É possível notar uma forte preocupação de Lancaster com a ordem, que se superpôs, no seu método educacional, ao ideal do amor que ele mesmo pregava e, de fato, realizou em nível até acima média. Pestalozzi se focava no fortalecimento dos laços de fraternidade entre o mestre e os alunos, assim como entre estes, um dos principais pilares do seu método.

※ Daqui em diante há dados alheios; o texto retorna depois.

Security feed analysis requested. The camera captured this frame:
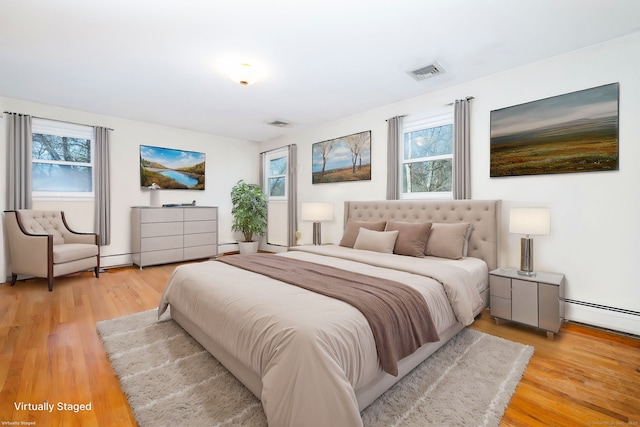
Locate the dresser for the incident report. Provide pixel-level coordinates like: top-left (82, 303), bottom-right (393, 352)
top-left (489, 268), bottom-right (564, 339)
top-left (131, 206), bottom-right (218, 268)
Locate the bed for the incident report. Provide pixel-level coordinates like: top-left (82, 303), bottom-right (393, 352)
top-left (158, 200), bottom-right (500, 427)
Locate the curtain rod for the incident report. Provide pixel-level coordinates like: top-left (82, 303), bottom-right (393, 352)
top-left (447, 96), bottom-right (476, 105)
top-left (4, 111), bottom-right (114, 131)
top-left (258, 144), bottom-right (296, 154)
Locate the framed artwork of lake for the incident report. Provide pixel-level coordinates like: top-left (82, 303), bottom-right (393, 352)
top-left (490, 83), bottom-right (619, 177)
top-left (140, 145), bottom-right (205, 190)
top-left (311, 130), bottom-right (371, 184)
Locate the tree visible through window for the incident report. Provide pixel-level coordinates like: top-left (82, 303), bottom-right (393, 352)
top-left (31, 120), bottom-right (93, 197)
top-left (401, 110), bottom-right (453, 198)
top-left (269, 156), bottom-right (287, 197)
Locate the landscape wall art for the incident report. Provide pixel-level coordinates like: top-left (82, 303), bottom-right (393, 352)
top-left (311, 130), bottom-right (371, 184)
top-left (140, 145), bottom-right (205, 190)
top-left (490, 83), bottom-right (619, 177)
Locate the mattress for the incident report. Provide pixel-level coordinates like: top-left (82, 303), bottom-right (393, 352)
top-left (158, 245), bottom-right (488, 426)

Ainda que o ensino mútuo tenha sido substituído no Brasil cerca de 30 anos depois pelo simultâneo, tendo em vista o seu fracasso, pois, dentre outros problemas ainda atuais, faltavam prédios adequados e professores qualificados para aplicar o método; a educação continuou marcada pela influência jesuíta e de Lancaster, revelando-se pautada na memorização e na imposição da ordem por meio de castigos.

Tanto sob o ângulo intelectual quanto moral, a média da educação brasileira é muito pobre, porém a história poderia ter sido outra se já tivesse sido aplicado o método Pestalozzi, pautado no desenvolvimento de faculdade naturais (capacidades) por meio de um ensino bastante prático e com forte carga moral transmitida por meio do exemplo, sem aplicação de punições.

Não se pode voltar atrás e mudar o passado, mas é possível mudar o presente e fazer um novo futuro.